Обсуждение: date - range

Поиск
Список
Период
Сортировка

date - range

От
"H.J. Sanders"
Дата:
Anybody a solution for the next problem:

people can subscribe to a service for 1 or more days (upto a max. of 365).

So in the database is stored: first_date and last_date

To select which people are subscribed for a certain date (e.g. today) we use
a select like

select   ....... where first_date <= today and last_date >= today

Whatever index we create system always does a sequential scan (which I can
understand).

Has someone a smarter solution?

All suggestions will be welcomed.



Re: date - range

От
Michael Fuhr
Дата:
On Fri, Apr 01, 2005 at 12:05:44PM +0200, H.J. Sanders wrote:
>
> people can subscribe to a service for 1 or more days (upto a max. of 365).
>
> So in the database is stored: first_date and last_date
>
> To select which people are subscribed for a certain date (e.g. today) we use
> a select like
>
> select   ....... where first_date <= today and last_date >= today
>
> Whatever index we create system always does a sequential scan (which I can
> understand).

Could you show the table and index definitions and the EXPLAIN
ANALYZE output of two queries, one with enable_seqscan set to "on"
and one with it set to "off"?  The planner might think that a
sequential scan would be faster than an index scan, and EXPLAIN
ANALYZE should tell us if that guess is correct.

What version of PostgreSQL are you using?

--
Michael Fuhr
http://www.fuhr.org/~mfuhr/

Re: date - range

От
Mischa
Дата:
Quoting "H.J. Sanders" <hjs@rmax.nl>:

>
> Anybody a solution for the next problem:
> people can subscribe to a service for 1 or more days (upto a max. of 365).
> So in the database is stored: first_date and last_date
> To select which people are subscribed for a certain date (e.g. today) we use
> a select like
>
> select   ....... where first_date <= today and last_date >= today
>
> Whatever index we create system always does a sequential scan (which I can
> understand). Has someone a smarter solution?

Yep, standard SQL problem. The answer is sort of a hand-rolled GIST index.

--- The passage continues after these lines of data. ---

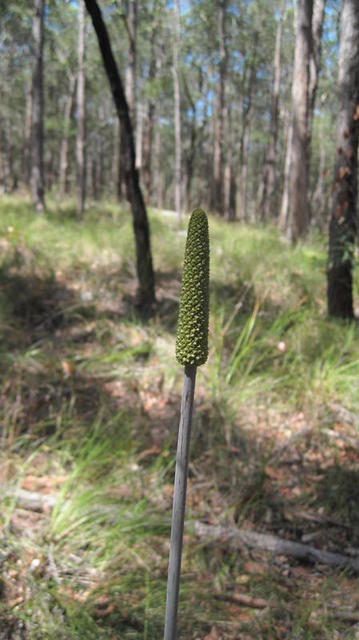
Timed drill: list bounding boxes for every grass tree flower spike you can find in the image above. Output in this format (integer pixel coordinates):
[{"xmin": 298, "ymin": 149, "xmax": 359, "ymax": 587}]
[
  {"xmin": 176, "ymin": 209, "xmax": 209, "ymax": 366},
  {"xmin": 164, "ymin": 209, "xmax": 209, "ymax": 640}
]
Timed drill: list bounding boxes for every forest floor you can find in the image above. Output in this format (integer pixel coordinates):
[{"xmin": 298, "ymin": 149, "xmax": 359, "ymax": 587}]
[{"xmin": 0, "ymin": 197, "xmax": 359, "ymax": 640}]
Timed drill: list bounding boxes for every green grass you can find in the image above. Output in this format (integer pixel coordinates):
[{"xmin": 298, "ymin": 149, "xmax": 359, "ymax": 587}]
[{"xmin": 0, "ymin": 197, "xmax": 359, "ymax": 640}]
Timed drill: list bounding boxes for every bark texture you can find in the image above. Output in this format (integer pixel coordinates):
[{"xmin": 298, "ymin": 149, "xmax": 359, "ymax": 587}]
[
  {"xmin": 31, "ymin": 0, "xmax": 45, "ymax": 212},
  {"xmin": 211, "ymin": 0, "xmax": 227, "ymax": 215},
  {"xmin": 327, "ymin": 0, "xmax": 359, "ymax": 318},
  {"xmin": 59, "ymin": 73, "xmax": 76, "ymax": 198},
  {"xmin": 289, "ymin": 0, "xmax": 313, "ymax": 242},
  {"xmin": 172, "ymin": 0, "xmax": 182, "ymax": 219},
  {"xmin": 260, "ymin": 0, "xmax": 286, "ymax": 219},
  {"xmin": 76, "ymin": 2, "xmax": 86, "ymax": 217},
  {"xmin": 85, "ymin": 0, "xmax": 155, "ymax": 310}
]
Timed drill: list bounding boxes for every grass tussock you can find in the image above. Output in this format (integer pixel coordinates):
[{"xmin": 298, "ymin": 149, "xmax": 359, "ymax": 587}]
[{"xmin": 0, "ymin": 197, "xmax": 359, "ymax": 640}]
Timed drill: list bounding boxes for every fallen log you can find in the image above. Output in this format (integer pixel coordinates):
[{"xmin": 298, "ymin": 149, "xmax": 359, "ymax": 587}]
[
  {"xmin": 194, "ymin": 521, "xmax": 359, "ymax": 573},
  {"xmin": 5, "ymin": 488, "xmax": 57, "ymax": 513},
  {"xmin": 214, "ymin": 593, "xmax": 268, "ymax": 609}
]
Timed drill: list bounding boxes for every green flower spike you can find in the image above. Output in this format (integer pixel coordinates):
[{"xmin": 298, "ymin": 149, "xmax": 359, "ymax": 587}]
[{"xmin": 176, "ymin": 209, "xmax": 209, "ymax": 366}]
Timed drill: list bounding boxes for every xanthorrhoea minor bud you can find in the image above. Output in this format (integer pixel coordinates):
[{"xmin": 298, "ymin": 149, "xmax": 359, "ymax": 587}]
[
  {"xmin": 164, "ymin": 209, "xmax": 209, "ymax": 640},
  {"xmin": 176, "ymin": 209, "xmax": 209, "ymax": 366}
]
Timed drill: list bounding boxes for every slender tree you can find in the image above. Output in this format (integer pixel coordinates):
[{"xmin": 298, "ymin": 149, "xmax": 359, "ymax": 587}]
[
  {"xmin": 172, "ymin": 0, "xmax": 182, "ymax": 219},
  {"xmin": 31, "ymin": 0, "xmax": 45, "ymax": 212},
  {"xmin": 211, "ymin": 0, "xmax": 227, "ymax": 215},
  {"xmin": 260, "ymin": 0, "xmax": 286, "ymax": 219},
  {"xmin": 327, "ymin": 0, "xmax": 359, "ymax": 318},
  {"xmin": 84, "ymin": 0, "xmax": 155, "ymax": 310},
  {"xmin": 289, "ymin": 0, "xmax": 313, "ymax": 242},
  {"xmin": 76, "ymin": 2, "xmax": 86, "ymax": 217},
  {"xmin": 59, "ymin": 73, "xmax": 76, "ymax": 198}
]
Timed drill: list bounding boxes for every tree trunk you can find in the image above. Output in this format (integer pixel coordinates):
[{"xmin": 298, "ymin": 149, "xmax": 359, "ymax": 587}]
[
  {"xmin": 327, "ymin": 0, "xmax": 359, "ymax": 318},
  {"xmin": 260, "ymin": 0, "xmax": 286, "ymax": 220},
  {"xmin": 85, "ymin": 0, "xmax": 155, "ymax": 310},
  {"xmin": 289, "ymin": 0, "xmax": 313, "ymax": 242},
  {"xmin": 0, "ymin": 117, "xmax": 12, "ymax": 193},
  {"xmin": 311, "ymin": 134, "xmax": 326, "ymax": 230},
  {"xmin": 142, "ymin": 100, "xmax": 155, "ymax": 203},
  {"xmin": 279, "ymin": 117, "xmax": 293, "ymax": 233},
  {"xmin": 307, "ymin": 0, "xmax": 326, "ymax": 142},
  {"xmin": 22, "ymin": 83, "xmax": 32, "ymax": 187},
  {"xmin": 111, "ymin": 117, "xmax": 120, "ymax": 196},
  {"xmin": 211, "ymin": 0, "xmax": 227, "ymax": 215},
  {"xmin": 239, "ymin": 58, "xmax": 256, "ymax": 220},
  {"xmin": 136, "ymin": 102, "xmax": 143, "ymax": 174},
  {"xmin": 59, "ymin": 73, "xmax": 76, "ymax": 198},
  {"xmin": 142, "ymin": 25, "xmax": 161, "ymax": 203},
  {"xmin": 76, "ymin": 2, "xmax": 86, "ymax": 217},
  {"xmin": 172, "ymin": 0, "xmax": 182, "ymax": 220},
  {"xmin": 154, "ymin": 113, "xmax": 163, "ymax": 209},
  {"xmin": 31, "ymin": 0, "xmax": 45, "ymax": 212},
  {"xmin": 126, "ymin": 0, "xmax": 138, "ymax": 131}
]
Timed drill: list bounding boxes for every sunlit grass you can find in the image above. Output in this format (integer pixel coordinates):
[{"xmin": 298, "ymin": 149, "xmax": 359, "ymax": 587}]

To save typing, I'm going to pretend all your dates are stored as integers.
In reality, you'll probably be writing views with lots of EXTRACT(EPOCH...)'s in
them, to achieve the same result.

Suppose you have table People(id, first_date, last_date, ...)
Each such range "fits" in some larger fixed range of 1,2,4, ... days
that starts and ends on a fixed (epoch) date multiple of 1,2,4,...
For example, if your range were days (1040..1080), then that fits in the
64-wide range (1024...1088]. You calculate the start and width of the range that
just fits, and store that in People, too. Now, you index on (start,width).

Now, when you want to query for a given "today", you have to try for
all possible widths in People. Fortunately, that's darn few!
The ranges up to a decade (!) will still mean only 16 different widths.
A max range of one year (<512 days) means only 9 widths.
You can do this with a tiny static table.

Then: the query:

SELECT  People.* FROM People
JOIN Widths
ON    People.start = today - today % Widths.width
AND   People.width = Widths.width

Though this may look gross, it makes an index work where no normal BTree index
would. I've used it for some really nasty data conversions of 100M-row tables.

Your first name wouldn't be "Harlan", would it? :-)
-- "Dreams come true, not free."


Re: date - range

От
Mischa
Дата:
Quoting Mischa <mischa.Sandberg@telus.net>:

[deleted]
> SELECT  People.* FROM People
> JOIN Widths
> ON    People.start = today - today % Widths.width
> AND   People.width = Widths.width

Yikes! I hit the SEND button one ohnosecend too fast.

(1) You still ALSO have to test:
... AND today between first_date and last_date

(2) On some SQL engines, it makes a different to how the engine can re-order the
nested loops, if you make the index (width,start) instead of (start,width).
Haven't tried on PG8 yet.
--
"Dreams come true, not free."


Re: date - range

От
Michael Fuhr
Дата:
On Fri, Apr 01, 2005 at 09:59:44PM -0800, Mischa wrote:
> >
> > select   ....... where first_date <= today and last_date >= today
> >
> > Whatever index we create system always does a sequential scan (which I can
> > understand). Has someone a smarter solution?
>
> Yep, standard SQL problem. The answer is sort of a hand-rolled GIST index.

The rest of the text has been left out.